GML’s 20-year water vapor record at Lauder, New Zealand
2025-02-27

The NOAA Global Monitoring Laboratory has reached a milestone: the longest continuous upper atmospheric water vapor record in the southern hemisphere. GML’s first frost point hygrometer balloon flight from Lauder, New Zealand took place on October 5, 2004. The 20-year record, comprising monthly launches in cooperation with New Zealand’s National Institute of Water and Atmospheric Research (NIWA), is also the second longest record on earth behind the Boulder, Colorado record.
Water vapor contributes substantially to Earth’s greenhouse effect, and recent large wildfires and volcanic eruptions have caused a jump in stratospheric water vapor abundance over Lauder, New Zealand.
Water vapor primarily enters the upper atmosphere in the tropics, where the coldest temperatures prevail at the boundary between the lower and upper atmosphere, controlling the amount of water vapor that escapes from the wetter, lower atmosphere. In the upper atmosphere, the abundance of water vapor is a few parts per million. Methane oxidation also produces water vapor in the upper atmosphere, and volcanic eruptions, large wildfires, and overshooting convection typically inject relatively small amounts of water vapor into the upper atmosphere.

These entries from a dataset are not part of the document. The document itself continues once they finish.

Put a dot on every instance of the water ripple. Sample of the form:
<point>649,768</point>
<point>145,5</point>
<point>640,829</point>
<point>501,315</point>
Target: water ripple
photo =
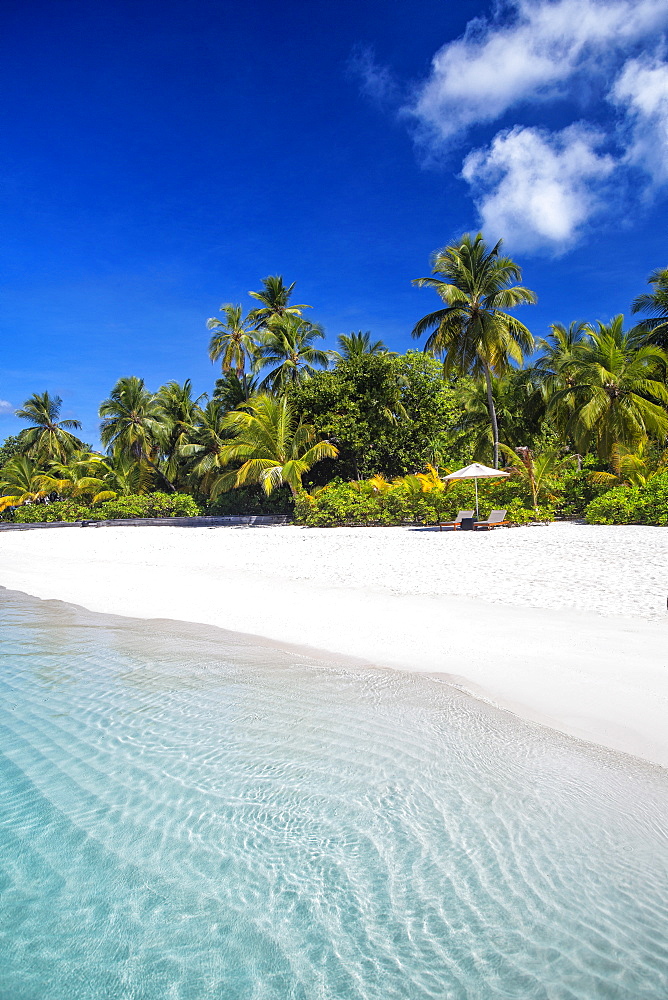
<point>186,815</point>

Under clear skies, upper atmospheric water vapor absorbs more than half of outgoing longwave radiation. Even small changes in its abundance have a significant impact on surface temperatures and induce decadal variability in greenhouse gas forcing. GML’s long-term upper atmospheric water vapor records offer insight into interhemispheric differences in atmospheric dynamics and sources of water vapor.
Time series of upper atmospheric water vapor mixing ratio over Lauder, New Zealand since 2004 and Boulder, Colorado since 1980, separated by altitude. Vertical dashed lines show notable volcanic and wildfire events.

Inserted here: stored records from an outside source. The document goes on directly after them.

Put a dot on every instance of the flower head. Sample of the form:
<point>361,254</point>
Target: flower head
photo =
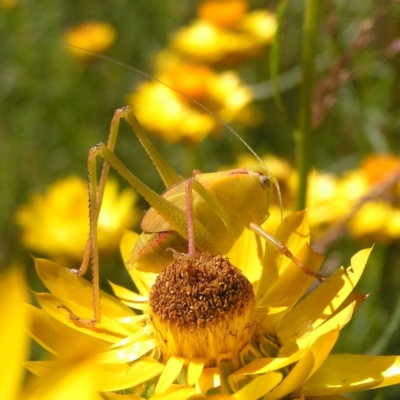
<point>206,328</point>
<point>57,223</point>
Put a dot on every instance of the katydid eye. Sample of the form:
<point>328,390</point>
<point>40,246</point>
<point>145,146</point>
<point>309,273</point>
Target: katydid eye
<point>265,182</point>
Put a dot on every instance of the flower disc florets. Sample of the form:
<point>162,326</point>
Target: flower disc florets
<point>202,306</point>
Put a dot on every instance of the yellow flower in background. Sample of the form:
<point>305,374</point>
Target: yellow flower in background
<point>204,327</point>
<point>94,36</point>
<point>57,223</point>
<point>348,199</point>
<point>8,4</point>
<point>174,117</point>
<point>225,32</point>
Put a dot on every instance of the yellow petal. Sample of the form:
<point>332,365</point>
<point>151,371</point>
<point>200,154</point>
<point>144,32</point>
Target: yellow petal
<point>245,255</point>
<point>58,338</point>
<point>345,373</point>
<point>114,396</point>
<point>259,386</point>
<point>123,376</point>
<point>75,378</point>
<point>142,280</point>
<point>310,362</point>
<point>264,365</point>
<point>280,273</point>
<point>176,392</point>
<point>308,339</point>
<point>195,369</point>
<point>65,285</point>
<point>109,330</point>
<point>210,378</point>
<point>13,338</point>
<point>287,289</point>
<point>319,305</point>
<point>130,348</point>
<point>131,299</point>
<point>172,370</point>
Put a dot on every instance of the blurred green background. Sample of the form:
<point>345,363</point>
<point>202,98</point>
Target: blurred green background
<point>54,108</point>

The Lauder record, compared with the 45-year record from Boulder, Colorado, shows little variability between 2004 and 2021. Since then, a large increase in water vapor over southern hemisphere midlatitudes has been observed, attributed primarily to the underwater Hunga Tonga–Hunga Haʻapai volcanic eruption (2022).
Both the Lauder and Boulder records have been critical for the validation of water vapor retrievals from satellites and for identifying drift in satellite retrievals.
GML's water vapor measurements in New Zealand are supported by NOAA’s U.S. Global Climate Observing System (GCOS) Program and NASA's Upper Atmospheric Research Program (UACO). Over the past 20 years, many scientists from NIWA have launched the NOAA FPH instruments on balloons including; Graeme Strang, Sonia Petrie, Alan Thomas, Hamish Chisholm, Michael Kotkamp, Richard Querel, Wills Dobson, and Penny Smale. Without their significant contributions, this record would not be possible.